Australian yacht in the 1987 America's Cup

Kookaburra III (KA 15) was the Australian 12 Metre yacht sailed by Iain Murray in the 1987 America's Cup held off of Fremantle, Western Australia. Murray won the Defender Selection and Kookaburra III represented Australia in the America's Cup, where she lost to American challenger Dennis Conner sailing Stars & Stripes 87.

==Design==
Preparing for the defence of the America's Cup, Alan Bond expressed concerns that there was a lack of adequate competition in Australia to prepare for the event. Business rival Kevin Parry took him up on the challenge. Gathering together top sailors from across Australia, Parry's Taskforce 87 syndicate generated a top flight campaign, comprising an investment of $28 million.
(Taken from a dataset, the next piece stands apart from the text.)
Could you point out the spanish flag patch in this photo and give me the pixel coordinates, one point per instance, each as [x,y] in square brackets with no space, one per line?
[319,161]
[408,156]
Kookaburra III was built in Perth, Western Australia by Parry Boat Builders. She was the third of the Kookaburra boats built by the Taskforce 87 syndicate, all of which were designed by Iain Murray and John Swarbrick. The golden hulled Kookaburra's were fast and evenly matched, particularly Kookaburra II and Kookaburra III. Kookaburra II was intended to be a bench mark boat and was left unaltered from May 1986 on, while significant changes went into the hulls and keels of Kookaburra I and Kookaburra III. Throughout Kookaburra II remained a very fast sailer, Iain Murray believed her to be the syndicates fastest right up until the defender finals, when Kookaburra III finally became faster as a result of a keel modification.

==Career==
===Defender round robin series===
The defender series was extremely competitive, with Kookaburra II, Kookaburra III and Australia IV all very close in boat speed. This led to extremely close racing, marred only by the large number of protests raised. The red protest flag was a frequent flyer from the stern of a defender boat, with the results of the day's sailing protested nearly every other race. In all, fifty protests were lodged during the 101 races of the defender selection series.

The end of the selection round robins series found Kookaburra III the leading yacht, with 83 points, followed by Australia IV at 77 and Kookaburra II at 70. Steak 'n' Kidney was eliminated on points halfway through the final round. With ongoing protests over the legality of Australia IVs balloon jib, an agreement was reached in which Australia IV and Kookaburra III would race in a best of nine set. The winning syndicate could then use Kookaburra II as the defender yacht if they so chose.

===Defender finals===
Keel modifications to Kookaburra III in the break following the final round robins finally gave her the edge in boat speed she had been looking for. For their part, the Bond syndicate was unable to come up with anything extra for Australia IV. The finals saw Kookaburra III sweep Australia IV five races to nil to win the defender selection process. In doing so, she placed Alan Bond's syndicate on the outside of an America's Cup regatta for the first time in thirteen years.

===America's Cup===
In the America's Cup, defender Kookaburra III lost to American challenger Dennis Conner and Stars & Stripes 87, four races to nil.